NeurIPS 2020

OOD-MAML: Meta-Learning for Few-Shot Out-of-Distribution Detection and Classification

Review 1

Summary and Contributions: The submission explores simultaneous classification and out-of-distribution (OOD) detection in a few-shot setting. The underlying framework for the few-shot setting is MAML with binary classification meta-tasks. For OOD detection, the paper uses generated examples of OOD samples per class. MetaGAN [1] has proposed to use a GAN to generate such contrastive samples, but the current work uses an adversarial perturbation method instead based on the FGSM [2], with the sample initialisation being meta-learned. Experiments indicate that the proposed method might perform better than more naive MAML instantiations. A small case-study indicates that the adversarial perturbation per class is significantly useful for OOD detection in the proposed framework. [1] MetaGAN: An Adversarial Approach to Few-Shot Learning, Zhang et al., 2018 [2] Explaining and Harnessing Adversarial Examples, Goodfellow et al., 2015

Strengths: I find the idea of meta-learned initialisations for adversarial samples interesting, and potentially inspirational for other works. To my knowledge, this is quite novel.
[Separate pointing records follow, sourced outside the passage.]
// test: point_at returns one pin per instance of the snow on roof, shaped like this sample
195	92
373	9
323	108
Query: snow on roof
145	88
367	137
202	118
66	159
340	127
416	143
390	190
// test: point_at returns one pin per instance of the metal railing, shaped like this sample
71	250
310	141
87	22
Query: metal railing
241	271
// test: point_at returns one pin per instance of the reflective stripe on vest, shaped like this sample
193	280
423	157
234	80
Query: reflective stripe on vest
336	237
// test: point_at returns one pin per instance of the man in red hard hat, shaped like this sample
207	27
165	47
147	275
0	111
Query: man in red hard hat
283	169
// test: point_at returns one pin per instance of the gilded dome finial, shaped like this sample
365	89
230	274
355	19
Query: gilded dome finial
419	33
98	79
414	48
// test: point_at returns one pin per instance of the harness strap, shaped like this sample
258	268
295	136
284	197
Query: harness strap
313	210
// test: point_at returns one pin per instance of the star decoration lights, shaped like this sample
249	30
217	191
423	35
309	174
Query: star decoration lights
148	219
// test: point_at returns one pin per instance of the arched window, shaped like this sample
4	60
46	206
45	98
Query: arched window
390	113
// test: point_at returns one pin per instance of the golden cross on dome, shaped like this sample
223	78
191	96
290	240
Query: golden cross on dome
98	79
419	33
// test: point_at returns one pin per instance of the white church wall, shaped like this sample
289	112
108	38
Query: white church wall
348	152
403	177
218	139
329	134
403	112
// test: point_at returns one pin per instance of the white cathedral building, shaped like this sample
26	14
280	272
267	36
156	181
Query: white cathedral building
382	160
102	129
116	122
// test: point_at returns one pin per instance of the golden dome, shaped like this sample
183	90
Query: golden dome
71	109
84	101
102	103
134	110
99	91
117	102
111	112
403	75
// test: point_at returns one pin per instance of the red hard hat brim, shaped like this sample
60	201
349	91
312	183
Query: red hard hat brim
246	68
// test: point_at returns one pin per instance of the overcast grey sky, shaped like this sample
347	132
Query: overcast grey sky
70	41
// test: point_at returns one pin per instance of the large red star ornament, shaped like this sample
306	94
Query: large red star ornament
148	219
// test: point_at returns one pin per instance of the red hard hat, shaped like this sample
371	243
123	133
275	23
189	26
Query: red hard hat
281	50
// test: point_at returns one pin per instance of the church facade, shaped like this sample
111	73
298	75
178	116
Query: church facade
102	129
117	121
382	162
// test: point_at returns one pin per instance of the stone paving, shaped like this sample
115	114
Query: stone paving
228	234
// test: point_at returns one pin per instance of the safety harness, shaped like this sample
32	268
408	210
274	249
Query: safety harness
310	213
Weaknesses: My comments are mostly to do with empirical methodology; see below.

Correctness: In Table 1, baseline methods are thresholded at a 95% TPR, while the proposed method and its variants are claimed to be threshold-agnostic: From section 3.3 it appears that the threshold is manually set to be 0.5, so they are not really threshold agnostic. It feels likely to me that there might be situations where picking thresholds with different criteria for comparative methods might lead to an unfair assessment. I’d recommend picking an OOD-detection threshold (on the maximum softmax values for class 1 across all tasks, for example) also at 95% TPR for a more even comparison. The experiment in Section 4.4 feels a bit anecdotal due to the particular example studied. Appendix D studies the effect of the adversarial adaptation, and while the text says random-(ini)-OOD outperforms random-OOD, the table seems to show the opposite trend (a typo perhaps?), which would indicate the adversarial adaptation did not help. In any case, aggregate numbers in the actual setting might be nice, with the meta-learned initialisations instead of random initialisations. It might also be useful to visualise the fake samples learned by the meta-training process, as well as the adversarially-perturbed ones. Do the authors suspect a particular reason for why performance goes down upon increasing the number of negative samples (M = 3 to 5) in Table 1 for miniImagenet (and to some small extent, for CIFAR-FS)? How were hyper-parameters picked for the various methods? From the Appendix it appears that validation sets were not used. While these are probably true, I’d be cautious about claiming them without some evidence: L45: "the algorithms in previous studies would not perform well under few-shot settings.” L61:"meta-learning algorithms, including MAML, would generate trivial classifiers that predict all the examples as in-distribution examples.” ---------------------- Post-rebuttal -------------------- Thanks for the responses to my comments. I'm happy with the updates.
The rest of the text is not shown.